Moringa merupakan tanaman yang berasal dari India dan tumbuh subur di wilayah tropis, termasuk Indonesia. Selain dikenal sebagai bahan pangan bergizi, biji kelor kini semakin menarik perhatian untuk diteliti karena kemampuannya dalam pemurnian air, terutama dalam mengatasi pencemaran mikroplastik.
Kelor vs Bahan Kimia
Dalam penelitian tersebut, ekstrak garam dari biji kelor menunjukkan performa yang setara dengan alumunium sulfat, bahan kimia yang umum digunakan dalam pengolahan air. Bahkan pada kondisi air yang lebih basa, ekstrak kelor mampu bekerja lebih efektif dalam mengatasi mikroplastik.
Meski alumunium sulfat efektif, penggunaannya dapat meningkatkan kandungan bahan organik terlarut yang justru mempersulit pengolahan air. Sebaliknya, penggunaan kelor menawarkan alternatif yang lebih ramah lingkungan dan berpotensi lebih ekonomis, terutama untuk skala kecil seperti di pedesaan atau komunitas terpencil.
Cara Kerja Koagulasi
Proses utama yang digunakan dalam penelitian ini adalah filtrasi in-line, yaitu metode penyaringan air yang diawali dengan penambahan koagulan. Koagulasi berperan penting dalam mengatasi mikroplastik karena partikel mikroplastik memiliki muatan listrik negatif yang membuatnya sulit menggumpal dan tersaring.

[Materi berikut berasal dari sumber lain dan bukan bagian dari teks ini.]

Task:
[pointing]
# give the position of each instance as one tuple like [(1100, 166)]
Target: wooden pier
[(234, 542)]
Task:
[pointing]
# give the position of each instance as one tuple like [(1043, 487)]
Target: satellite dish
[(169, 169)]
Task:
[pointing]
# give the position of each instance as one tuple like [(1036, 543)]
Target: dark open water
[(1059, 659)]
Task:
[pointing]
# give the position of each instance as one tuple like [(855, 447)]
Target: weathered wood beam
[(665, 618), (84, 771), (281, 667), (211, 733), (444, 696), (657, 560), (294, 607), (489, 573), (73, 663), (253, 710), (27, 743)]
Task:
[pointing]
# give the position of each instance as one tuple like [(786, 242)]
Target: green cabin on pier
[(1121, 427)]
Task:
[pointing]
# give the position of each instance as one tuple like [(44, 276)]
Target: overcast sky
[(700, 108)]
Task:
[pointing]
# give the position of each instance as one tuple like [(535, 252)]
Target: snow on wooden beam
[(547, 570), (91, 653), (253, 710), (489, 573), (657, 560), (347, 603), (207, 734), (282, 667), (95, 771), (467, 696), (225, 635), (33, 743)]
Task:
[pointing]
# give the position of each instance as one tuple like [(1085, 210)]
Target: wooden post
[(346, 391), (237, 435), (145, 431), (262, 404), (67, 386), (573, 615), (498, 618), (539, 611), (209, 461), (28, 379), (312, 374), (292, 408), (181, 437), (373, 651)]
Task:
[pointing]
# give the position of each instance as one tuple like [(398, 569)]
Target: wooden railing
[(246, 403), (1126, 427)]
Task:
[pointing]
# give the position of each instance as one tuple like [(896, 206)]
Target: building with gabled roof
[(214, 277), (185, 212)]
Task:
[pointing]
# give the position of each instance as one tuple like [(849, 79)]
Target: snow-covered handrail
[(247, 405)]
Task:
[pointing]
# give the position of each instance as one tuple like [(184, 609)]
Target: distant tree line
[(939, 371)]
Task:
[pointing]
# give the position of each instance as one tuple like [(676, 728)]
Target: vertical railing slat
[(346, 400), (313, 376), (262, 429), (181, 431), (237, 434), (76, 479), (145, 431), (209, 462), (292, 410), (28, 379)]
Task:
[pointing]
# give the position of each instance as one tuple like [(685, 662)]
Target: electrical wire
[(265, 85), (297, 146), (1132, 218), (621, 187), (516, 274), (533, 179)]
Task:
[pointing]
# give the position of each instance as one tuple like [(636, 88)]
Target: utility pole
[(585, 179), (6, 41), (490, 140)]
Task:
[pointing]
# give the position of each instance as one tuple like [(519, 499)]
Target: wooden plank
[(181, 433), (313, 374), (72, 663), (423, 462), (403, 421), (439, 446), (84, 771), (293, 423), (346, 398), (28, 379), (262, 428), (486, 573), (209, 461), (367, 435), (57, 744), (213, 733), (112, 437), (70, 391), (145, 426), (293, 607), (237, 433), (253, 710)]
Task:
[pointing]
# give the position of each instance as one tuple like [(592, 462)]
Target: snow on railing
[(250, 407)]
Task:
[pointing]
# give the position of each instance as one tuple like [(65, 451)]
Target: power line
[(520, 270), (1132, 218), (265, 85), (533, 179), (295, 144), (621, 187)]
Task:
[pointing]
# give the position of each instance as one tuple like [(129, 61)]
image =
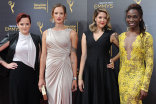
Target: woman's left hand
[(74, 85), (111, 65), (143, 94)]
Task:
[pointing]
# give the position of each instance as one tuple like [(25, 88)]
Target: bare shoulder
[(73, 33), (45, 32), (114, 34)]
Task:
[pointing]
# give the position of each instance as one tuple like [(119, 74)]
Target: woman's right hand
[(41, 83), (11, 65), (81, 85)]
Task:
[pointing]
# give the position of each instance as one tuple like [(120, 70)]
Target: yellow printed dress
[(135, 73)]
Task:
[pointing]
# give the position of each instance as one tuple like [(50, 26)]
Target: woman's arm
[(2, 62), (114, 39), (73, 56), (43, 61), (83, 60)]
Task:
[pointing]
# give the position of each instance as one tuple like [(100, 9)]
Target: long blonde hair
[(93, 26)]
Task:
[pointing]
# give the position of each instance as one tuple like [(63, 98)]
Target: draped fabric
[(58, 73)]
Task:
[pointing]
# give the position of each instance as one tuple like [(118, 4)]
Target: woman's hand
[(41, 83), (143, 94), (74, 85), (111, 65), (81, 84), (11, 65)]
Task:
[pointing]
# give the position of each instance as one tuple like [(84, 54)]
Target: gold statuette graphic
[(138, 2), (70, 4), (12, 5), (40, 26), (44, 93)]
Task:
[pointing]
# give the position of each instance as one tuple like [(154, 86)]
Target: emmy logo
[(40, 26), (138, 2), (70, 4), (12, 5)]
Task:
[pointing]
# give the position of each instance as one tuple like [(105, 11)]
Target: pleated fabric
[(58, 73)]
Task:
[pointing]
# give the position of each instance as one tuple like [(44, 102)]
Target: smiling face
[(133, 18), (24, 25), (101, 19), (59, 15)]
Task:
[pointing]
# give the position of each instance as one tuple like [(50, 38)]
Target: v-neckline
[(98, 38), (132, 46)]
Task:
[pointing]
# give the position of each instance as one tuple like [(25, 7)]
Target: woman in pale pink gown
[(58, 68)]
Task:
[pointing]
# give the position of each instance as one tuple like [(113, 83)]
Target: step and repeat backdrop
[(79, 16)]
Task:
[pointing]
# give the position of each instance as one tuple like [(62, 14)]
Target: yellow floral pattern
[(135, 74)]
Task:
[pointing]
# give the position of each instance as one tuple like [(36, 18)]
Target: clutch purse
[(44, 93)]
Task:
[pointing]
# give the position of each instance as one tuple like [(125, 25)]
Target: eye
[(128, 17), (100, 17)]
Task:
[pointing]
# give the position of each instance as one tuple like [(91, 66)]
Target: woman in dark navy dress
[(98, 82)]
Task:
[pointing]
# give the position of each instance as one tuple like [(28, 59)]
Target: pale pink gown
[(58, 72)]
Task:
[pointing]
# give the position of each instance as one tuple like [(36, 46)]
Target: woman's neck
[(59, 27), (98, 30)]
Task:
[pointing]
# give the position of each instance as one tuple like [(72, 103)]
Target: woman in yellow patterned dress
[(136, 58)]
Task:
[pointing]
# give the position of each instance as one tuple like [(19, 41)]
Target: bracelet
[(74, 78), (80, 77)]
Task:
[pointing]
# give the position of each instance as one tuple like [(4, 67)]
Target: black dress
[(100, 82)]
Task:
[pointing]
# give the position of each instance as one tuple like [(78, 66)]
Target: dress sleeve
[(148, 43)]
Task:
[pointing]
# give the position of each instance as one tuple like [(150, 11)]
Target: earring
[(53, 21)]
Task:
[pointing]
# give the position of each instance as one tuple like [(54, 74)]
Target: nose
[(131, 19)]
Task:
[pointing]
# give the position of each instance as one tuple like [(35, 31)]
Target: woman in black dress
[(22, 59), (97, 80)]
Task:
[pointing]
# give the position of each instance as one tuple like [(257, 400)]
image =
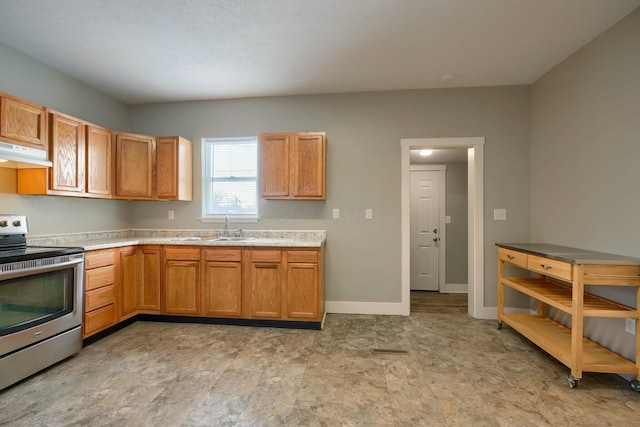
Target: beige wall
[(26, 78), (363, 170), (585, 131)]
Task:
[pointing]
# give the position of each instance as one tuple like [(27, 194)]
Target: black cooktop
[(34, 252)]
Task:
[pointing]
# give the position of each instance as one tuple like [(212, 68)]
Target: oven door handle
[(39, 269)]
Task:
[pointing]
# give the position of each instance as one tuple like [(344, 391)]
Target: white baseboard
[(491, 313), (455, 288), (355, 307)]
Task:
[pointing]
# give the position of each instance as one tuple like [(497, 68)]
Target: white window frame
[(206, 178)]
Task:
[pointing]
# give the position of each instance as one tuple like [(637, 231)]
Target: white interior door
[(425, 230)]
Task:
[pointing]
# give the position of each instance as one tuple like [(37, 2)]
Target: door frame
[(442, 202), (475, 165)]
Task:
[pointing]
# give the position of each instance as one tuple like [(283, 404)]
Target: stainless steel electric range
[(41, 291)]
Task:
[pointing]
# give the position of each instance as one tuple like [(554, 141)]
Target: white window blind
[(230, 170)]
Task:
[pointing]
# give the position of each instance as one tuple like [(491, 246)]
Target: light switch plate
[(499, 214), (630, 326)]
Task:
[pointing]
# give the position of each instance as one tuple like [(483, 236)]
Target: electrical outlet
[(630, 326)]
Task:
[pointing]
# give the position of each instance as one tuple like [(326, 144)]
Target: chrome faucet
[(226, 226)]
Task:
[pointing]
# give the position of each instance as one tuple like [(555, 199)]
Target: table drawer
[(182, 254), (550, 267), (94, 259), (99, 277), (99, 319), (266, 256), (99, 298), (222, 255), (513, 257), (302, 256)]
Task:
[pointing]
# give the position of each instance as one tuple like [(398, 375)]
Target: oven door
[(39, 299)]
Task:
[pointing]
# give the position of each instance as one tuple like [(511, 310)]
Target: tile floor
[(458, 371)]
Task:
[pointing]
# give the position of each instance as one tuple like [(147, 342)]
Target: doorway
[(475, 157), (427, 227)]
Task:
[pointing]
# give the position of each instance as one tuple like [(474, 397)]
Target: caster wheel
[(573, 381)]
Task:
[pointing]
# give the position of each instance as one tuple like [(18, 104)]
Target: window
[(230, 184)]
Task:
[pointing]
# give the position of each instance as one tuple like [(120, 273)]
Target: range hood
[(18, 157)]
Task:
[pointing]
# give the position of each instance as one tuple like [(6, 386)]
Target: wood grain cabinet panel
[(182, 281), (302, 291), (100, 291), (134, 166), (128, 282), (99, 164), (292, 166), (173, 168), (150, 274), (67, 153), (22, 122), (222, 289)]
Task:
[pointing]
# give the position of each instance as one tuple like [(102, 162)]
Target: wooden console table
[(562, 275)]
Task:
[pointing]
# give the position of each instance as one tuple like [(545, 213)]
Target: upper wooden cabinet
[(173, 168), (22, 122), (134, 166), (99, 164), (292, 166), (67, 152)]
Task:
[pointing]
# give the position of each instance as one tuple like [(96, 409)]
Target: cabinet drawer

Dengan penambahan koagulan seperti ekstrak biji kelor, muatan tersebut dinetralkan sehingga partikel mikroplastik dapat saling menempel dan membentuk gumpalan lebih besar. Gumpalan ini kemudian lebih mudah disaring melalui filter pasir.
Pendekatan ini sangat efektif untuk air dengan tingkat kekeruhan rendah, sehingga cocok diterapkan dalam sistem pengolahan air sederhana.
Uji Efektivitas
Dalam pengujian, para peneliti menggunakan mikroplastik jenis PVC (polyvinyl chloride), yang dikenala sebagai salah satu jenis plastik paling berbahaya bagi kesehatan manusia. Air yang telah terkontaminasi mikroplastik ini kemudian diproses menggunakan metode koagulasi dan filtrasi.
Hasilnya menunjukkan bahwa baik ekstrak biji kelor maupun alumunium sulfat mampu mengurangi jumlah mikroplastik dengan tingkat efektivitas yang serupa. Analisis dilakukan menggunakan mikroskop elektron dan teknologi laser untuk memastikan jumlah serta ukuran partikel mikroplastik sebelum dan sesudah pengolahan.
Solusi Ramah Lingkungan
Penelitian lanjutan kini dilakukan pada air sungai alami, dan hasil awal menunjukkan bahwa metode ini tetap efektif dalam kondisi nyata. Hal ini memperkuat potensi kelor sebagai solusi berkelanjutan dalam mengatasi pencemaran mikroplastik.
Dengan meningkatnya kekhawatiran terhadap dampak kesehatan dari bahan kimia pengolahan air, seperti risiko toksisitas dan penyakit, penggunaan bahan alami seperti kelor menjadi semakin relevan. Selain memiliki nilai ramah lingkungan,metode ini juga mudah diterapkan dan terjangkau.
Pemanfaatan biji kelor dapat menjadi langkah inovatif dalam mengurangi mikroplastik di air minum, terutama bagi masyarakat yang membutuhkan solusi sederhana, efektif, dan berkelanjutan.